Expansion of cultured primary cells

·       Remove and discard the cell culture media from the flask.

·       Flush the adherent layer 2 times using a 5 ml sterile pipette with sterile PBS (1X) without calcium and magnesium to dislodge loosely attached cells and remove fraction.

·       Remove and discard the wash solution from the flask.

·       Incubate cells with warm (37°C) 0.25% Trypsin-EDTA solution (Cell Biologics, Catalog No. 6914) for 3-5 minutes. Use 3.0 ml of Trypsin-EDTA solution when collecting cells from T75 flasks, and 2 ml when using T25 flasks. As soon as cells have detached (the flask may require a few firm gentle taps), add 8-10 ml of Cell Biologics’ Cell Culture Medium supplemented with 5-10 % FBS to a T25 or T75 flask (the FBS will neutralize the trypsin).

·       Plate cells in fresh flasks or plates precoated with Gelatin-Based Coating Solution in a humidified, 5%-CO2 incubator at 37°C.

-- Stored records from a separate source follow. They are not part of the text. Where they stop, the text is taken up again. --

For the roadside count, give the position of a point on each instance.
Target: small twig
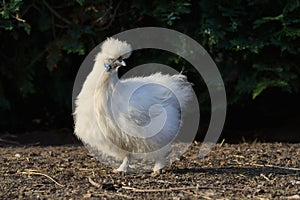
(159, 190)
(274, 166)
(34, 172)
(94, 183)
(221, 144)
(178, 188)
(56, 13)
(262, 175)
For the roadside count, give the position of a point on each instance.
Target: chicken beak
(122, 63)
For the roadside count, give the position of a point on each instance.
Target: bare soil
(230, 171)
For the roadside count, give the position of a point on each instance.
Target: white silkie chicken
(121, 118)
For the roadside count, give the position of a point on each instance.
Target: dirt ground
(230, 171)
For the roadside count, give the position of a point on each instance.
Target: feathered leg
(124, 166)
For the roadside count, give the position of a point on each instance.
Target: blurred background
(255, 44)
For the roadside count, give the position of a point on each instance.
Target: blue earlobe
(107, 67)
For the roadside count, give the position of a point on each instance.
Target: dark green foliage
(254, 43)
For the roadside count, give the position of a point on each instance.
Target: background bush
(254, 43)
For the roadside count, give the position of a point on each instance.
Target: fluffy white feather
(107, 122)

·       Change culture media the following day to remove non-adherent cells and replenish nutrients.

·       Cells should be checked daily under a microscopy to verify appropriate cell morphology.

·       Change culture medium every 24-48 hours. Please note that the medium should be changed every day when cells are >70% confluent to remove non-adherent cells and replenish nutrients. Pre-wash cells with 1X PBS 1-2 times whenever replacing the medium.

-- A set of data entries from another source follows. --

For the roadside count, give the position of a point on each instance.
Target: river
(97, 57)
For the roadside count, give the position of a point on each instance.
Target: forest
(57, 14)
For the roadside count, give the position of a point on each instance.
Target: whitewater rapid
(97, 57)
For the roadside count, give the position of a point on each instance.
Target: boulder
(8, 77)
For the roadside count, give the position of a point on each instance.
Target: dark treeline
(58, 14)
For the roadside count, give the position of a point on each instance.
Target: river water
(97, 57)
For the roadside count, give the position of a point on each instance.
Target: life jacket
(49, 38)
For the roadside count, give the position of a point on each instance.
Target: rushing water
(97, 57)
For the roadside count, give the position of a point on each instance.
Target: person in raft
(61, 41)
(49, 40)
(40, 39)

·       We recommend splitting primary cells at the follow ratio

·       The recommended split ratio for primary murine cells is 1:2.

·       Confluent monolayer of primary cells grown in a T75 flask may be expanded on a 6-well plate ready for use in experiments under the cell culture conditions specified by Cell Biologics.

 

Primary cells differ from cell lines in many ways.  Here’s what you should know about primary cells:

 

 

  1.  Primary cells have a finite life span. They are exactly like the cells that you would find in your own body, so they do die after a certain period of time in culture. The amount of time primary cells survive in culture varies according to cell type.  
  2.  Primary cells can be diverse. Cancer cell lines often come from a single patient – for example, HeLa cells came from one woman, Henrietta Lacks. Primary cells, on the other hand, can come from a variety of people. Having a variety of primary cell types from many different donors is especially useful when carrying out early drug testing— it’s important to ensure that the drug is effective for everyone. Before testing the drug in human patients, researchers can use primary cells from different donors to verify that the same effects are observed. 
  3. Primary cells can change in culture.  For this reason, and because primary cells do not live forever, Lifeline Cell Technology strongly suggests carrying out experiments on primary cells using earlier passages.
  4. Primary cells have not been modified in any way. Except for the enzymatic and/or physical dissociation required for extracting the cells from their tissue of origin, primary cells are not altered in any way. Immortalized cell lines, on the other hand, are often transformed either with cancer genes, viruses or other inducible modifications, which could alter the outcome of experiments.
  5. Primary cells are finicky. Cell lines are hardy, mostly because they have to last a long time in culture, and be capable of surviving multiple rounds of cryopreservation and thawing. Primary cells, on the other hand, tend to be more difficult to maintain in culture.